いつの間にか、近所の大通りに出ていた。珍しく、通りには人っ子一人いない。

シミはまだ追ってくる。

それは立ち並ぶビルの角を曲がり、路地へ消えていっても、またすぐに隣のビルに現れ、壁を滑り俺に迫ってくる。

絶対に逃がさないつもりらしい。


丁字路に差し掛かった時、ちらりと後ろを見てみた。シミは、もうすぐ後ろだ。


追いつかれる・・・!


そう思った時、耳をつんざくような車のクラクションが通りに鳴り響き、丁字路の向こうから、大きなトラックが俺に向かってまっすぐに突っ込んできた。


 



「おい君!大丈夫か!?」


その声に、俺ははっとした。

俺は、小さな瓦礫の転がる道に倒れ込んでいた。

運転手の謝罪の言葉をぼんやりと聞きながら、やじ馬の中、俺は目の前でトラックが壁に突っ込んで止まっているのを見つめていた。

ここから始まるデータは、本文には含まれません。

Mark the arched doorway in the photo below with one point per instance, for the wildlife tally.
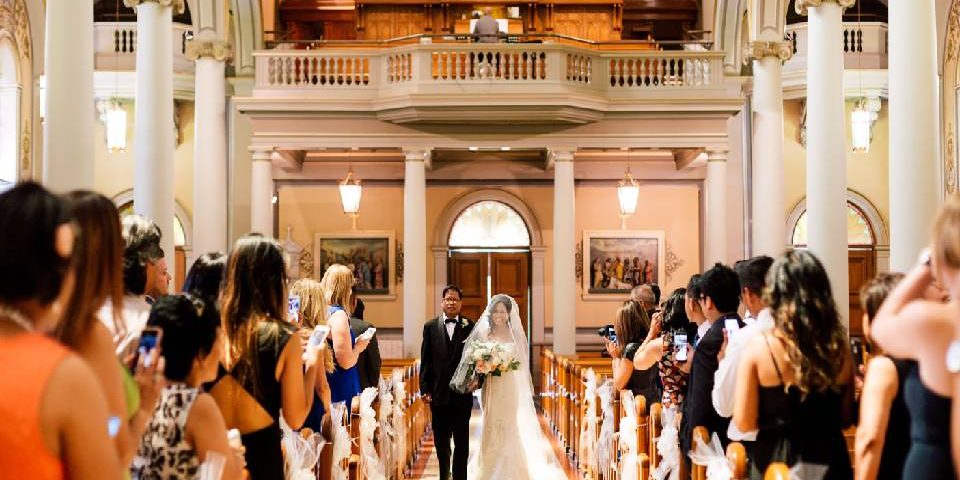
(866, 243)
(489, 241)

と、放心状態だった俺はすぐに我に返る。命拾いをした安心感よりも先に立つものがあった。


"あれ"はどうなった!?


トラックが突っ込んだ古いビルの壁や、閉じたシャッターをよく見れば、たくさんのシミがついている。

俺を追って来たあの人の形をしたシミは、どこにもなかった。


そのかわりに


トラックの前方のタイヤの下・・・赤黒い血溜まりが広がっていた。


 


俺の部屋に開いた穴は、綺麗に塞がれ、もとに戻った。

でも、あんなことがあったあの部屋にはいられない。

俺と隣の友人は、あのアパートから、それぞれ別の場所に引っ越す事にした。


俺が恐る恐る引越しの準備を進めている最中、あの音は、もう鳴る事はなかった。

音と共に現れた"あれ"は、トラックに押し潰され、死んでしまったのだろうか・・・


 

引っ越しの準備の最中、俺は壁を見てふと思った。

あの時、友人の帰りを待たず、穴を通って自分で携帯電話を取りにいっていたら・・・


俺は、どうなっていたのだろう。